Dans ce long passage de l’Évangile de Marc dont nous n’avons retenu qu’un extrait, Jésus ne cache pas que des événements terribles peuvent se produire, (la destruction de Jérusalem par les armées de Titus est peut être là en toile de fond de ce passage) mais il n’accuse pas Dieu son Père de les provoquer, au contraire Jésus cherche à nous mobiliser pour que le jour où des événements dramatiques se produisent, nous ne soyons pas démunis et désemparés, car l’histoire des hommes est régulièrement traversée par des catastrophes dont ils ne sont pas forcément responsables. 

Si Jésus nous mobilise pour faire face au danger, c’est qu’il est possible de le surmonter et qu’il ne vient pas de Dieu.
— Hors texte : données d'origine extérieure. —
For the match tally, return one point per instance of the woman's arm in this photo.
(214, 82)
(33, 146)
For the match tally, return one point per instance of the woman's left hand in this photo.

Certainement il ne cautionne rien de catastrophique, car Dieu ne programme ni ses moments de colère, nous l’avons vu, ni les malheurs qui s’abattent sur les hommes, mais il fait appel à leur sagesse pour les prévenir. 

Si plus avant dans le même Évangile, Jésus fait état d’événements annonciateurs, ce n’est pas pour nous alarmer, mais pour que nous mettions notre sagesse en éveil pour interpréter ce qui se passe et prendre les dispositions appropriées.

 Certains lecteurs de l’Évangile prétendent que dans de telles circonstances, la foi ne nous dicte qu’une seule attitude possible : celle de l’attente patiente dans la prière ! Mais tel ne semble pas être l’avis de Jésus. S’il n’exclut pas la prière, il la préconise même, il donne priorité à l’action de veiller. Pour lui l’attitude du croyant est d’abord dans l’agir et non pas dans le subir. 

La sagesse consiste donc à savoir que Jésus nous entraîne à l’action, car c’est dans l’action que la vie se manifeste et prend ses droits. Dieu ne cherche pas à rassembler un peuple qui subit, mais qui relève ses manches et se met à l’œuvre, car ce sont les hommes d’action inspirés par Dieu qui ont en eux les solutions de l’avenir.

Certes, ils  saisissent ce que Dieu leur suggère de faire dans la prière, car Dieu agit avec eux, et les mains des croyants sont les mains avec lesquelles Dieu agit. Mais  Dieu ne nous envoie pas son esprit pour que nous restions inactifs en attendant une délivrance qui ne viendra que si nous décidons d’entreprendre. Veillez donc nous dit Jésus afin de devenir les moteurs de ce monde que Dieu se plait à accompagner, car c’est ainsi qu’il nous aidera à conjurer nos peurs.